One major and unorthodox change at Zarco has been the creation of a diet door. As Zaremba explained, “We don’t have a door of Diet Coke and then a door of Diet Pepsi, a door of this diet and a door of that diet. We’ve segregated the cooler into items that make sense for us,” he said. “We in the little world have not had control over that for years, and finally we just took control. It’s a revolution.”

All told, Zarco added in the neighborhood of 60 items and booted the products that weren’t selling but were being pushed on category managers. The change has also seen a stronger presence of energy drinks and waters.

The move took resolve, Zaremba admitted. “That’s the hard thing to swallow—to set your foot down and say, ‘Look, I own it, I’m paying for it, who wants to be the lead in what we’re doing? And who wants to go with the program I’m putting in place, because this is what we’re going to do,’” he said. “We can’t argue with the results. We think the layouts we’re doing are better than what they had, and that overall the category will improve. But you have to be willing and able to stand up and back that up.”

That said Zaremba was careful to also have a backup plan. “You always have to make sure you have access to those top products—even in limited varieties—from another vending source,” he said. “That’s the plan we had. We had a backup source, so we were not going to be out of Pepsi, Diet Pepsi or Mountain Dew. And we weren’t going to be out of Coke, Diet Coke or Dr. Pepper. You have to have a contingency plan, otherwise it will adversely affect your business tremendously.”

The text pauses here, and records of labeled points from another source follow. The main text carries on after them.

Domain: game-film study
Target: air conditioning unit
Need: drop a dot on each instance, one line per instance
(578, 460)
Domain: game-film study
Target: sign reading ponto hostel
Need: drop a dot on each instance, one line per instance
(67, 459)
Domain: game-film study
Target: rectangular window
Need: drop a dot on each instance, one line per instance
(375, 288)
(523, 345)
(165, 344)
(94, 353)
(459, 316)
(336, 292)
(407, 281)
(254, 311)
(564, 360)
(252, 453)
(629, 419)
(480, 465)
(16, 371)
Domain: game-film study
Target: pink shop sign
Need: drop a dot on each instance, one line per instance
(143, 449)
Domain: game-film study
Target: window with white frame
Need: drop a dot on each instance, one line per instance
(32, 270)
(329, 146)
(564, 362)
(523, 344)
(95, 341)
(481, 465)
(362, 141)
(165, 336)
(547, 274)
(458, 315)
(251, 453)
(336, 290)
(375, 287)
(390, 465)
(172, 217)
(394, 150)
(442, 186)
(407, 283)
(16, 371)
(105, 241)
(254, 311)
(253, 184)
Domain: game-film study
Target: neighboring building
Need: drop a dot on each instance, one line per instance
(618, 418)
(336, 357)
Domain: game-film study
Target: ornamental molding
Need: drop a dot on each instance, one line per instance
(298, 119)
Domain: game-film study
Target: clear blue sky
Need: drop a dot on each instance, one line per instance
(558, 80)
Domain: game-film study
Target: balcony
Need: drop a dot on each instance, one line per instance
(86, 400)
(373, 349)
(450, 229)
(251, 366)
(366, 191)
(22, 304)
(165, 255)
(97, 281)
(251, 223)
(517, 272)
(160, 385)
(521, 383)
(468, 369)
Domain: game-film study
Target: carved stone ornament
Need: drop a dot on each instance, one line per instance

Zaremba said his cold vault is reassessed continually. “It’s almost a weekly tweak because we have control and there is no fight over who, what and where things are laid out. That makes it much easier to move things around and decide what you want to do continually, and the financial obligations are not as heavy as they were before,” he said. “Things are changing all the time, and if something becomes hot, well, that’s an item that may need multiple facings. We don’t have unlimited resources and we don’t have unlimited buying power. So we have to be smart and agile all the time.”